Factor | Number with HIV eye disease (n = 26) | Number without HIV eye disease | Sensitivity | Specificity | Positive predictive value | Number needed to screen* (95%CI) |
---|---|---|---|---|---|---|
(n = 123) | (95% CI) | (95% CI) | (95% CI) | |||
WHO Clinical status | ||||||
Stage 1/2 | 2 | 58 | 7.7 (1.3-26.6) | 52.8 (43.7-61.8) | 3.3 (0.6-12.5) | 30.3 (8-166.7) |
Stage 3/4 | 24 | 65 | 92.3 (73.4-98.6) | 47.2 (38.2-56.3) | 27.0 (18.3-37.6) | 3.7 (2.9-5.5) |
TB status | ||||||
Past/current TB | 19 | 60 | 73.1 (52.0-87.6) | 51.2 (42.0-60.2) | 24.1 (15.4-35.2) | 4.1 (2.9-6.5) |
CD4 count (cells/μL) | ||||||
≤ 50 | 7 | 6 | 27.0 (12.4-48.0) | 95.1 (89.2-98.0) | 53.8 (26.1-78.0) | 1.9 (1.3-3.8) |
≤ 100 | 13 | 23 | 50.0 (30.4-69.6) | 81.3 (73.1-87.5) | 36.1 (21.3-53.8) | 2.8 (1.9-4.7) |
≤ 150 | 18 | 41 | 69.2 (48.1-84.9) | 66.7 (57.5-74.8) | 30.5 (19.5-44.0) | 3.3 (2.3-5.1) |
≤ 200 | 20 | 64 | 76.9 (55.9-90.2) | 48.0 (38.9-57.1) | 23.9 (15.5-34.6) | 4.2 (2.9-6.5) |
≤ 250 | 22 | 89 | 84.6 (64.3-95.0) | 27.6 (20.1-36.6) | 19.8 (13.1-28.7) | 5.1 (3.5-7.6) |
Ocular symptoms | ||||||
Present | 2 | 9 | 7.7 (4.0-13.2) | 92.6 (86.1-96.3) | 18.1 (3.2-52.2) | 5.5 (1.9-31.2) |
Vision status | ||||||
Visual impairment | 5 | 7 | 20.0 (7.6-41.3) | 94.0 (87.6-97.3) | 41.7 (16.5-71.4) | 2.4 (1.4-6.0) |
*The number needed to screen (NNS) is the number of people that need to be screened to detect one new case of eye disease
Discussion
This study evaluated the prevalence of ocular disease in HIV-infected patients referred to an ART service in India, regardless of whether patients reported ocular or visual symptoms. Ophthalmic manifestations of HIV were found in over a fifth of patients and the most common manifestations were due to opportunistic vitreoretinal infections, particularly CMVR. These findings are important with regard to policies for screening for ocular disease prior to ART. Screening in this patient population is particularly important not only because of the high prevalence of disease in this highly immunocompromised patient group but also in view of the potential for worsening of ocular disease due to ART-induced IRIS.

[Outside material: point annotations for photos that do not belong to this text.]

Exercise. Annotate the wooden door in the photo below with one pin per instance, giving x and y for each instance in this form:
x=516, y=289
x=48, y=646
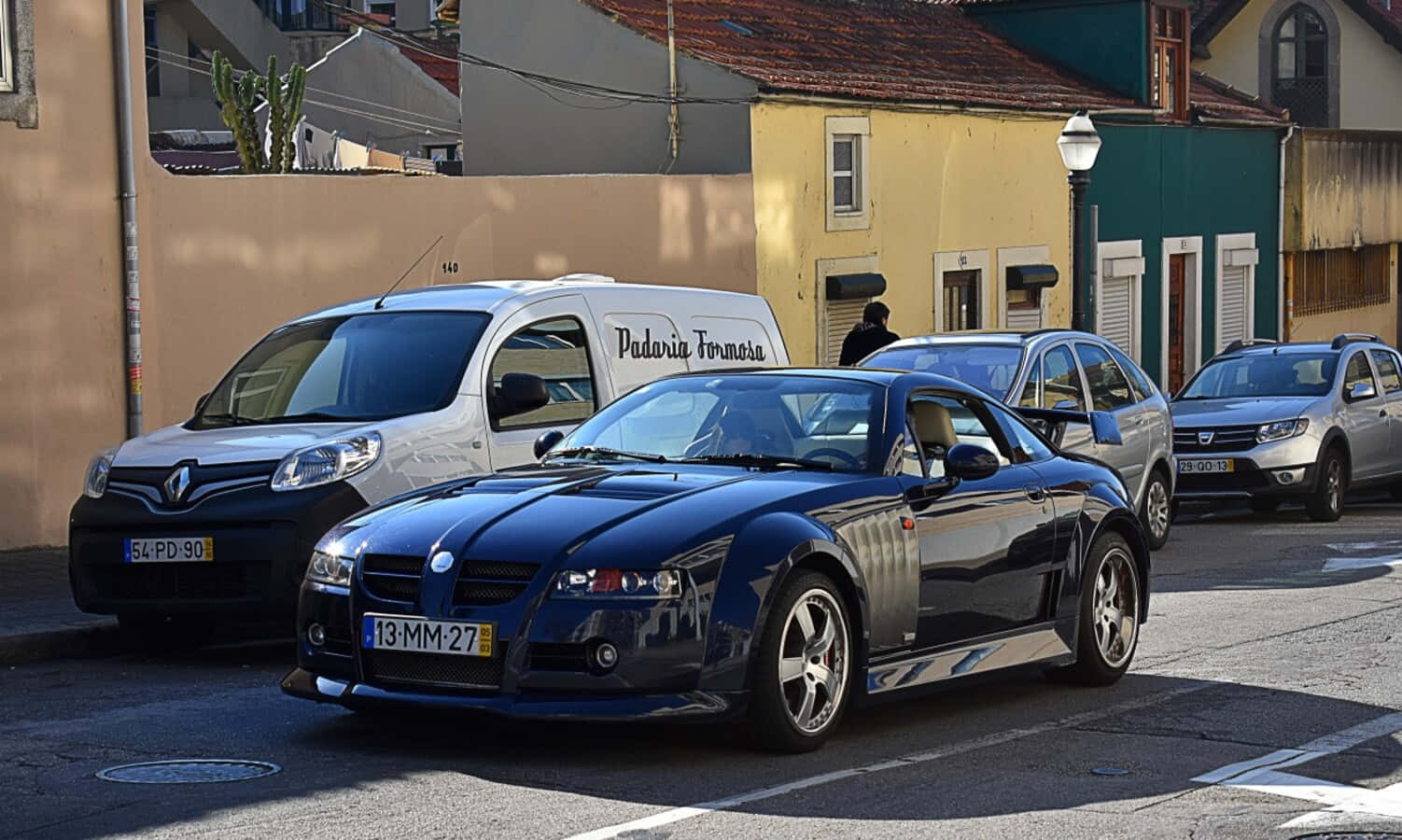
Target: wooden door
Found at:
x=1176, y=304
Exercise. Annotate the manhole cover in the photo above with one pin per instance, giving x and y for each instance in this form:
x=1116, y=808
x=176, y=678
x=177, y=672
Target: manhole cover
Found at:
x=189, y=772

The overall prevalence of HIV-associated ocular disease in this population was 17.5%, and 23.4% in those with CD4 counts <200 cells/μL. Other studies in India have reported prevalence estimates ranging between 8 and 45%, with study numbers ranging from 100-112 participants. Higher prevalence estimates in other studies may result from the study of patients referred to a tertiary ophthalmic centre, evaluation of patients based upon symptoms or inclusion of patients after initiation of ART in whom complications of IRIS have been present [4,11,12]. Our study is the largest prevalence study of HIV ocular manifestations in India to date, and the participants in our study are likely to be a representative sample of ART-naïve HIV-infected persons presenting for ART treatment and care within a large Indian metropolis. A key strength of this study is that all patients were examined regardless of the presence or absence of ocular symptoms.
Our findings are consistent with other prevalence studies in Indian populations of HIV-infected patients in whom retinal/posterior segment disease is the most common finding [4,11,12]. CMVR continues to be the most common ocular finding in India, and may affect up to 11.9% of patients with CD4 counts <200 cells/μL. With the high prevalence (73.1%) of systemic TB (either past or current) in the study population, it is not surprising that cases of tubercular choroiditis were also seen. All patients with ocular (choroidal) TB had a co-existent history of systemic TB. This may have implications in terms of any subsequent immune reconstitution-mediated phenomena that are strongly associated with disseminated forms of TB [17]. We found that 15.5% of patients with CD4 counts <200 cells/μL had retinal infections which are known to predispose to immune recovery uveitis (IRU). Thus, as access to ART expands nationwide, Indian patients may be at high risk of visual loss upon commencement of ART, whether due to the direct adverse effects of opportunistic disease, or immune-reconstitution mediated-phenomena. Future prospective studies are needed to examine this.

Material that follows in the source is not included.